L'art et la littérature n'ont toujours fait qu'un aux yeux de Huysmans. Lointain descendant d'un peintre du XVIIe siècle -Cornélius Huysmans-, petit-fils de peintre, neveu d'un professeur de peinture aux Pays-Bas, J.-K. Huysmans "se rachètera de cette trahison en écrivant sa vie durant sur la peinture." (Huysmans, Ecrits sur l'art 1867-1905, édition établie par Patrice Locmant, éd. Bartillat, 2006, p. 7) L'art moderne, publié en 1883, est le premier de ces trois recueils de critique d'art. Suivront Certains, en 1889 et Trois Primitifs, en 1905. En regroupant ainsi des articles dispersés dans la presse, Huysmans témoignait d'abord du désir de s'inscrire dans la tradition française des écrivains-critiques d'art, de Diderot à Stendhal et à Baudelaire -le titre même du recueil renvoie évidemment à la modernité baudelairienne- et ensuite de rendre visible aux yeux de ses lecteurs la cohérence qui sous-tend sa vision esthétique.
L'art moderne réunit des chroniques publiées dans différentes revues depuis 1879, dans lesquelles l'auteur commente aussi bien les expositions officielles que l'avènement de "l'art moderne". En 1883, le livre intervient opportunément sur la scène artistique alors qu'apparaît ce qu'on n'appelait pas encore la "crise de l'impressionnisme" : les dissensions entre peintres indépendants s'accentuent tandis que, d'un autre côté, les attaques menées au nom de l'art académique contre ce mouvement deviennent de plus en plus féroces. Dans ce contexte particulier, l'ouvrage écrit à la gloire de Monet ("le plus grand paysagiste des temps modernes", de Degas ("le plus original et le plus hardi")... apparaît comme le manifeste de l'impressionnisme, qui permet de plus à l'auteur encore naturaliste de se présenter "dans une position de découvreur visionnaire [...]. L'énergie que Huysmans déploie pour défendre la peinture impressionniste n'a d'égal que celle dont il fait montre pour condamner l'art académique [...] Huysmans met d'autant plus de coeur dans ce combat qu'il a pressenti très tôt des affinités esthétiques entre la peinture impressionniste et le projet du naturalisme littéraire." (
ibid., p. 25) Charpentier, qui publie
L'art moderne, n'était pas par hasard l'éditeur presque officiel du mouvement naturaliste.
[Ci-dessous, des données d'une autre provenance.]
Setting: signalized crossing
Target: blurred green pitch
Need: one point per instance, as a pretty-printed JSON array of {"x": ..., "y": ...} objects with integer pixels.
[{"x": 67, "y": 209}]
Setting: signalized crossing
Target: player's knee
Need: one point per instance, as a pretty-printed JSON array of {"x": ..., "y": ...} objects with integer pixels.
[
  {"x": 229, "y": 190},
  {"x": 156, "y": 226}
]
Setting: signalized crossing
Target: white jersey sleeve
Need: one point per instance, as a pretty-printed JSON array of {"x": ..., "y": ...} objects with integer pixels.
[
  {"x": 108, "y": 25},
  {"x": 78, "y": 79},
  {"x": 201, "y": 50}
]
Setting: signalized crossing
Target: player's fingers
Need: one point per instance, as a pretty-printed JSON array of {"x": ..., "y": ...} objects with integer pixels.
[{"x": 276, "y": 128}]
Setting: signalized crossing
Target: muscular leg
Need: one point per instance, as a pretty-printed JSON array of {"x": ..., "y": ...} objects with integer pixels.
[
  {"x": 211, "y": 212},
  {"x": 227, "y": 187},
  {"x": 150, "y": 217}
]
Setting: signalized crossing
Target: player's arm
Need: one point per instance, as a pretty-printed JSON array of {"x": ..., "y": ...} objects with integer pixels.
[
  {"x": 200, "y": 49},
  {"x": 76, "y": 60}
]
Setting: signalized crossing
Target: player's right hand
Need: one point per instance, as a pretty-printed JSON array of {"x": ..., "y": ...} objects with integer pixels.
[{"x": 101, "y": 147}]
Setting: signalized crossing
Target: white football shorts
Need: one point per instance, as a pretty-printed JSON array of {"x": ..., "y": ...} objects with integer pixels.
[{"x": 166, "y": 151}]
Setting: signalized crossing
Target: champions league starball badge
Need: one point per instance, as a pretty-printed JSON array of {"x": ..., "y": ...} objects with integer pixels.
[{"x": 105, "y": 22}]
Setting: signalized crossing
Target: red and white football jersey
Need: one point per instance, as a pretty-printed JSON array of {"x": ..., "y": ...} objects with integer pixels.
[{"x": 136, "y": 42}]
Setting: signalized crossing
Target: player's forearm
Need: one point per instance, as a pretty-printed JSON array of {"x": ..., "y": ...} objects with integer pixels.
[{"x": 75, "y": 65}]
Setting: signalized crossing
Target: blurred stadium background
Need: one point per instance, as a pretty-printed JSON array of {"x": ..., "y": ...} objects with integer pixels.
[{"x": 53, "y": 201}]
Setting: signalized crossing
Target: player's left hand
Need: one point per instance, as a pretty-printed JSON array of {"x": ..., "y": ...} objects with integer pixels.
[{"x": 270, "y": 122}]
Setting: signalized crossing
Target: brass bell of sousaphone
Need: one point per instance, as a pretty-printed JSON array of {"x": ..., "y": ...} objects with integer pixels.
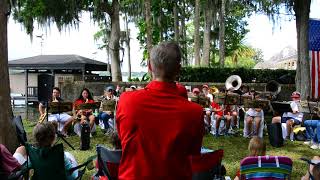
[
  {"x": 233, "y": 83},
  {"x": 273, "y": 87}
]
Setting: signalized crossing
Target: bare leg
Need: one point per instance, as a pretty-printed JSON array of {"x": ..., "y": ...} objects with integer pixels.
[
  {"x": 276, "y": 119},
  {"x": 67, "y": 125},
  {"x": 249, "y": 121},
  {"x": 257, "y": 121},
  {"x": 92, "y": 121},
  {"x": 218, "y": 119},
  {"x": 22, "y": 150},
  {"x": 290, "y": 123},
  {"x": 208, "y": 117},
  {"x": 235, "y": 118},
  {"x": 228, "y": 119}
]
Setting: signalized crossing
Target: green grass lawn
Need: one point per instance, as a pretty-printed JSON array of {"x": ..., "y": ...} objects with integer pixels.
[{"x": 235, "y": 148}]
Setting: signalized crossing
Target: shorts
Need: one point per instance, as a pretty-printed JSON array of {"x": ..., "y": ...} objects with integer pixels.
[
  {"x": 19, "y": 157},
  {"x": 60, "y": 118},
  {"x": 285, "y": 119},
  {"x": 77, "y": 128}
]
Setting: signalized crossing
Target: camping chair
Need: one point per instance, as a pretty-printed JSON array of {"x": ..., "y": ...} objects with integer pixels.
[
  {"x": 207, "y": 165},
  {"x": 49, "y": 163},
  {"x": 245, "y": 128},
  {"x": 108, "y": 163},
  {"x": 265, "y": 167}
]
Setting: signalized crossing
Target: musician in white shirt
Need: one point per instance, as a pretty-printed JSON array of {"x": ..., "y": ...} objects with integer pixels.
[
  {"x": 205, "y": 90},
  {"x": 291, "y": 118}
]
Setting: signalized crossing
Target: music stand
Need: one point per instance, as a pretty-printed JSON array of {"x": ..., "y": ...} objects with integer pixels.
[
  {"x": 281, "y": 107},
  {"x": 58, "y": 108}
]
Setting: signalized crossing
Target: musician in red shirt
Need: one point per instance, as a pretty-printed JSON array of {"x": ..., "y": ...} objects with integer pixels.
[
  {"x": 158, "y": 128},
  {"x": 85, "y": 114}
]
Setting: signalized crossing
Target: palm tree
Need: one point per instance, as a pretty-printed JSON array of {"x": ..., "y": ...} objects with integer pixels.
[
  {"x": 197, "y": 33},
  {"x": 8, "y": 133}
]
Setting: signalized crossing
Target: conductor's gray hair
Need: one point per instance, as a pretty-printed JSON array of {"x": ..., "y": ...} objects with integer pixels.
[{"x": 165, "y": 60}]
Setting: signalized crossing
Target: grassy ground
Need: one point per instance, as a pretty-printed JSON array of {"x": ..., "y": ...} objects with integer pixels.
[{"x": 235, "y": 148}]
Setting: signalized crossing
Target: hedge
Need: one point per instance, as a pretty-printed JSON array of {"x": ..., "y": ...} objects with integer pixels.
[{"x": 203, "y": 74}]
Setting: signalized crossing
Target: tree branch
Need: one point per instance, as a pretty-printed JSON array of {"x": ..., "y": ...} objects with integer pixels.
[{"x": 105, "y": 7}]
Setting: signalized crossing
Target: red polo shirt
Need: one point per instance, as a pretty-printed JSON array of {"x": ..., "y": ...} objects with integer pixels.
[
  {"x": 159, "y": 130},
  {"x": 216, "y": 106}
]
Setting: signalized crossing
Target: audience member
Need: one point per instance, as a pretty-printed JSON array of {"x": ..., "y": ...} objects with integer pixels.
[
  {"x": 257, "y": 147},
  {"x": 84, "y": 114},
  {"x": 291, "y": 118},
  {"x": 63, "y": 119}
]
La "haine" de l'écrivain-critique d'art envers le léché académique et son attachement viscéral à la notion même d'"indépendant" vont s'incarner dans un franc-parler résolument combatif, qui aurait pu compromettre la parution de son recueil. "Sa verve directe et sincère manqua d'empêcher la publication de
L'art moderne [...], dont il avait remis, au mois de juin 1882, le manuscrit à Charpentier. Ce dernier, en effet, apprécia assez moyennement les charges que portait Huysmans contre certains peintres qui travaillaient comme illustrateurs pour l'une de ses revues." (
ibid., p. 11) Huysmans fut contraint de tempérer quelques passages afin d'amener finalement Charpentier à publier cet ouvrage qui
joua un rôle déterminant dans le débat esthétique des dernières décennies du XIXe siècle.